Chapter 1 - The global risk environment Flashcards
Why do organisations take risks?
Risk is an essential part of any organisation and the management of risk is essential to help preserve and create value for stakeholders. Organisations must take risks that can yield positive benefits for stakeholders, and reduce risks that could cause financial or physical harm.
How do stakeholder groups ‘invest’ into a company?
Their time, skills, money or something less tangible, such as their health and wellbeing.
Give examples of the types of returns a stakeholder should expect
employees expect organisation to remain in business to ensure they are paid and kept safe at work, creditors are concerned that a company remains solvent to ensure that loan capital is paid back with the agreed rate of interest.
Outline three reasons why shareholders may not behave in a risk-averse way
- Asymmetric returns - the gain realised from the move of an underlying asset in one direction is significantly different from the loss incurred from its move in the opposite direction – more motivated for risk because of the return compared to normal stakeholder with no shares
- Limited liability – cannot be forced to provide additional funds
- The diversification of risk – can insulate their investment portfolio from company-specific risk events such as fires, fraud or a decline in sales i.e. ‘do not put all your eggs in one basket’
Following the financial crisis, what happened to Northern Rock?

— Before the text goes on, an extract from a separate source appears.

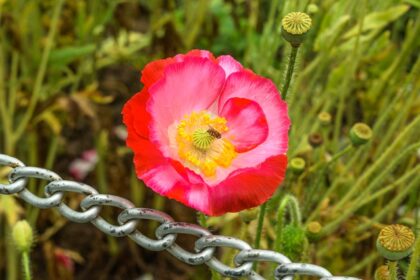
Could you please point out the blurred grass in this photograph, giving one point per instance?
(66, 68)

Banks stopped lending to each other - Northern Rock could not get any loans from other banks - consequently, shareholders withdrew their investments and this led to insolvency
Outline three reasons why shareholders value effective risk-management
- Ethical concerns - desire to protect employees and third parties from harm
- Bankruptcy costs – reduces the chance of shareholders getting any repaid capital – therefore better to take risks
- Cash-flow fluctuations – can be very disruptive – large fire causing unexpected loss could mean insufficient funds to invest in profitable opportunities.
Outline the benefits and disadvantages of risk-management regulations
Benefits of risk management regulation
1. Helps mitigate market failures and protect stakeholders from excessive risk exposure
2. Enables growth and helps stay competitive
3. Avoid catastrophic events
Costs of risk-management regulation
1. Excessive costs due to over-regulation or over reduction of risk
2. Compliance costs – maintaining a compliance function and providing information to regulators
Why does risk-management regulation exist?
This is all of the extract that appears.